Treat expertise like a skill you practice, not a label you claim
If “social media expert” feels like a job title you’re not allowed to use yet, reframe it as a repeatable skill set: telling a true, concrete story to the right people—consistently. That’s the red thread between LinkedIn posts that get saved, blog articles that keep attracting the right readers, and brands that feel quietly magnetic.
Seth Godin’s definition still holds up in 2026:
Marketing is “telling a true story to people who want to hear it, and creating a story that people want to spread.”
Notice what’s missing: algorithms, virality, and follower counts. What actually moves the needle for beginners is simpler: teach something specific or solve one real problem. Generic promotion blends into the feed; useful clarity stands out.

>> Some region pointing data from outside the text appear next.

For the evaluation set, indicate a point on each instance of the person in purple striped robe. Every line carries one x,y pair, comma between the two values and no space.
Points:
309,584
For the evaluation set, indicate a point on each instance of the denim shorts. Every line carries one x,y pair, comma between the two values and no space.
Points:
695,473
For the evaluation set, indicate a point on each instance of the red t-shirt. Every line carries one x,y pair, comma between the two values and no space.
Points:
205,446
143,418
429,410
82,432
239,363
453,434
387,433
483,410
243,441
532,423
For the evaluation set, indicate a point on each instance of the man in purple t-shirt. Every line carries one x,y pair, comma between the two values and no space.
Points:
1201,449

Use writing as the engine (even if video is everywhere)
Video is huge, sure—but writing is the spine of everything else: scripts, captions, carousels, and even what you say on camera. If you can write clearly, you can create in any format without feeling like you’re constantly “performing.”

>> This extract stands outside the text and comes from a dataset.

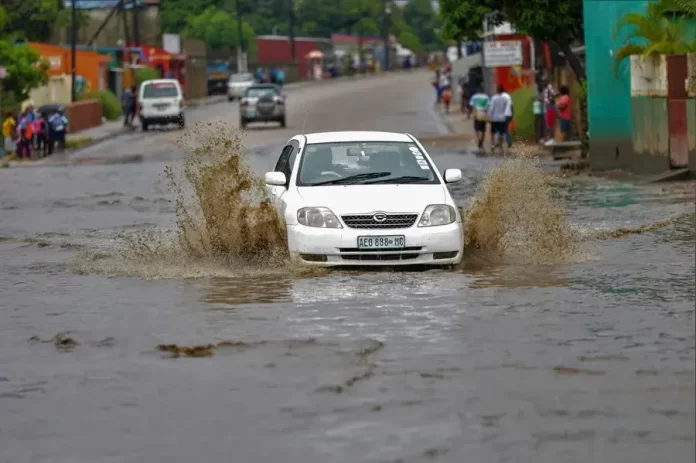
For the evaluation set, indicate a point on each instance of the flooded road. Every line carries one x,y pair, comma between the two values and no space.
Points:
500,361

There’s also a quiet second audience: AI systems. When you publish topic-consistent posts (on LinkedIn and on a simple blog/home base), you’re leaving a trail of expertise signals. Over time, that helps humans trust you and helps machines classify you as “relevant to this niche.” The mindset shift for small brands is this: even when not everyone reads every post, your body of work still compounds.
To keep it realistic, set a few prerequisites:
- Pick a narrow niche: something you can talk about for years (not weeks).

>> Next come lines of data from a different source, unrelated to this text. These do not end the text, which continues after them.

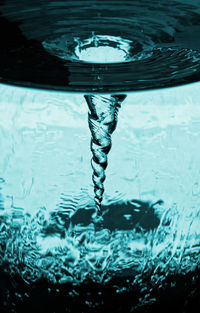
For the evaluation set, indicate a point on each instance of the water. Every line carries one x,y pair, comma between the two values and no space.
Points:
149,243
102,118
71,240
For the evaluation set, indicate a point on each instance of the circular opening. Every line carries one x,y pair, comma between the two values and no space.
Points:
103,49
102,54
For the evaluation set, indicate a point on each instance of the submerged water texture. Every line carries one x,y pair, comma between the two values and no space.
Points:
151,205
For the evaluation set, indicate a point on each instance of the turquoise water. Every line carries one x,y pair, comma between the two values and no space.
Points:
151,200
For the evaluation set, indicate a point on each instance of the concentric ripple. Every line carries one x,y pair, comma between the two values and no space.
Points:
157,45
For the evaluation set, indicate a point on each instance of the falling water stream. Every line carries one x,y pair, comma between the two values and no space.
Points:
136,234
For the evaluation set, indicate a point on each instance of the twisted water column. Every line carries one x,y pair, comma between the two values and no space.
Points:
102,119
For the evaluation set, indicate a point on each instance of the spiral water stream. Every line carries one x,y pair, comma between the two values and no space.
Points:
102,120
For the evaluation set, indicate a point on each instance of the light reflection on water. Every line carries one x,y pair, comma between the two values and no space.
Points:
151,205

- Choose 1–2 platforms: go deep, not wide.
- Commit to low-engagement seasons: they’re normal early on.
- Have a home base: a basic site, newsletter, or portfolio page is enough.
Build a simple ladder to become a social media expert: blog → LinkedIn → formats people share
Here’s a compact workflow that turns one good idea into multiple assets without burning out.
Start with a problem-solving core
Step 1: Write one short piece that answers a specific question in your niche (a walkthrough, checklist, or “what I’d do differently” story). Avoid theory-only posts.
Rewrite for the platform (don’t paste)
Step 2: Turn that core into a platform-native LinkedIn post:
- A sharper opening line (the “who is this for?” hook)
- Shorter sentences
- One concrete example (numbers, steps, or a mini case)

Slice it into other formats
Step 3: Repurpose into:
- A carousel with 3–7 steps
- A 30–60 second “teach one thing” video outline
- A short FAQ post responding to common objections
Grow faster by talking back (comments and DMs are the multiplier)
The hidden half of becoming a social media expert is what you do after you hit publish. In 2026, many accounts grow less from posting more—and more from being consistently useful in public conversations.
Use this simple engagement rule:
- Spend as much time engaging as drafting (especially early on).
- Leave comments that add value, not applause:
- A sharp insight (one sentence)
- A quick example (“Here’s how this looks in a real project...”)
- A thoughtful counterpoint (respectful disagreement)
- A follow-up question that keeps the thread moving
This is live market research plus brand building. You’re teaching people what you stand for—and it’s fine if some disagree. A clear point of view attracts the smallest viable audience: the people who would genuinely miss your posts if you stopped.